Aluminum car bodies benefit from vision
Increasingly, automobiles are being manufactured from aluminum rather than steel, requiring automakers to adjust their manufacturing processes. For its next XJ model, Jaguar (Coventry, UK; www.jaguar.com) needed to install a measurement system to develop and manage the new aluminum-body manufacturing process at its Castle Bromwich production facility in Birmingham. To meet the challenge, Jaguar purchased an AutoGauge System from Perceptron (Plymouth, MI, USA; www.perceptron.com) to measure more than 75 critical build points on every vehicle to ensure product quality and refine the manufacturing process.
The AutoGage system consists of an industrial PC, which acts as a station controller located inside an environmentally controlled enclosure, and multiple laser triangulation sensors mounted on both stationary structures and industrial robots. Each sensor contains a laser, CCD camera, and on-board processor. The software on the station controller configures the sensors for both measurement and reporting and analyzing measurement data collected in the PC database.
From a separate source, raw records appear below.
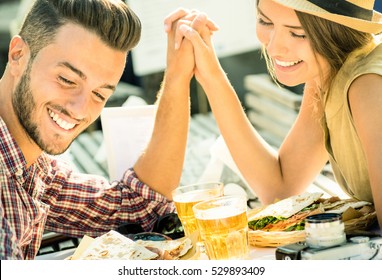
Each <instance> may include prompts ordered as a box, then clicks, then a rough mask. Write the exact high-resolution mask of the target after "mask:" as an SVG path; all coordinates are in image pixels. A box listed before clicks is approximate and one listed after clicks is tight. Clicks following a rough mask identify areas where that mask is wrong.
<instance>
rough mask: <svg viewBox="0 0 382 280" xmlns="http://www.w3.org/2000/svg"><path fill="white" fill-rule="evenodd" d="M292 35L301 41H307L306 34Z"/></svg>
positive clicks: (294, 34) (295, 37) (296, 34)
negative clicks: (306, 39) (297, 38)
mask: <svg viewBox="0 0 382 280" xmlns="http://www.w3.org/2000/svg"><path fill="white" fill-rule="evenodd" d="M291 35H292V37H295V38H299V39H305V38H306V35H305V34H302V35H299V34H296V33H293V32H291Z"/></svg>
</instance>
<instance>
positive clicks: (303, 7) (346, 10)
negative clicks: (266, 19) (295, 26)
mask: <svg viewBox="0 0 382 280" xmlns="http://www.w3.org/2000/svg"><path fill="white" fill-rule="evenodd" d="M273 1H274V2H276V3H279V4H280V5H283V6H286V7H289V8H292V9H294V10H296V11H300V12H304V13H307V14H312V15H315V16H318V17H321V18H324V19H327V20H330V21H333V22H336V23H339V24H342V25H345V26H348V27H350V28H353V29H356V30H359V31H363V32H367V33H373V34H378V33H381V32H382V14H381V13H379V12H377V11H375V10H373V7H374V0H273Z"/></svg>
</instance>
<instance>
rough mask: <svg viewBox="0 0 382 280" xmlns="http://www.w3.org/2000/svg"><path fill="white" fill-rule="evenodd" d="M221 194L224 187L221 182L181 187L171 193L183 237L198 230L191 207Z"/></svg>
mask: <svg viewBox="0 0 382 280" xmlns="http://www.w3.org/2000/svg"><path fill="white" fill-rule="evenodd" d="M223 193H224V185H223V183H221V182H207V183H199V184H193V185H187V186H181V187H178V188H176V189H175V190H174V191H173V192H172V198H173V201H174V203H175V207H176V211H177V212H178V217H179V219H180V221H181V222H182V225H183V229H184V234H185V236H191V234H192V233H193V232H195V231H196V230H197V229H198V228H197V223H196V220H195V216H194V212H193V210H192V206H194V205H195V204H196V203H198V202H200V201H203V200H206V199H210V198H214V197H219V196H222V195H223Z"/></svg>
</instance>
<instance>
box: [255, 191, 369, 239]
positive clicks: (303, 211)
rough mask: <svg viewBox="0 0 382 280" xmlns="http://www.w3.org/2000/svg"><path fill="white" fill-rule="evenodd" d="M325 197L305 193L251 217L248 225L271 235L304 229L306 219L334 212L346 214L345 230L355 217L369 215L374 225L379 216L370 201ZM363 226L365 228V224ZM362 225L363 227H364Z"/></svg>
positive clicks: (275, 205)
mask: <svg viewBox="0 0 382 280" xmlns="http://www.w3.org/2000/svg"><path fill="white" fill-rule="evenodd" d="M322 195H323V194H322V193H309V192H306V193H303V194H300V195H296V196H291V197H288V198H286V199H283V200H280V201H278V202H276V203H274V204H270V205H268V206H266V207H264V208H263V209H261V210H260V211H258V212H256V213H253V214H250V215H249V217H248V221H249V222H248V226H249V228H250V229H252V230H262V231H268V232H271V231H296V230H304V227H305V218H306V217H308V216H310V215H313V214H318V213H323V212H331V213H339V214H343V220H344V222H345V230H346V225H347V224H349V221H348V220H351V221H353V222H352V223H353V224H354V218H361V217H362V216H364V215H366V214H368V216H367V217H368V222H369V224H371V223H372V222H373V219H374V218H375V217H376V216H375V214H374V215H373V212H374V213H375V211H374V207H373V206H372V204H371V203H369V202H365V201H357V200H354V199H340V198H338V197H330V198H322ZM355 209H359V211H358V212H357V214H358V217H357V216H355V214H354V213H353V212H354V210H355ZM351 211H353V212H352V217H345V216H346V214H348V213H350V212H351ZM365 217H366V216H365ZM363 220H365V219H363ZM363 224H364V225H365V223H363ZM359 225H360V226H361V224H359Z"/></svg>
The company’s Intelligent Process Network platform provides local or remote access to the controller using a Web browser.
CMOS cells target sensor market
1st Silicon (Kuching, Malaysia; www.1stsilicon.com) and UniqueICs (Moscow, Russia; www.uniqueics.com) will produce color CMOS photoreceiver cells using 1st Silicon’s 0.25-µm standard CMOS mixed-signal process. The technology allows sensors to receive three colors from one pixel using color separation on internal energy barriers. This technique does not use organic color filters or microlenses and allows matrix sensor structures of up to 4 Mpixels to be fabricated.
UniqueICs is offering sample production of 1.3-Mpixel sensors. 1st Silicon plans to collaborate with UniqueICs to migrate the color photoreceivers to its 0.18-µm technology for production of 4- to 10-Mpixel photoreceivers.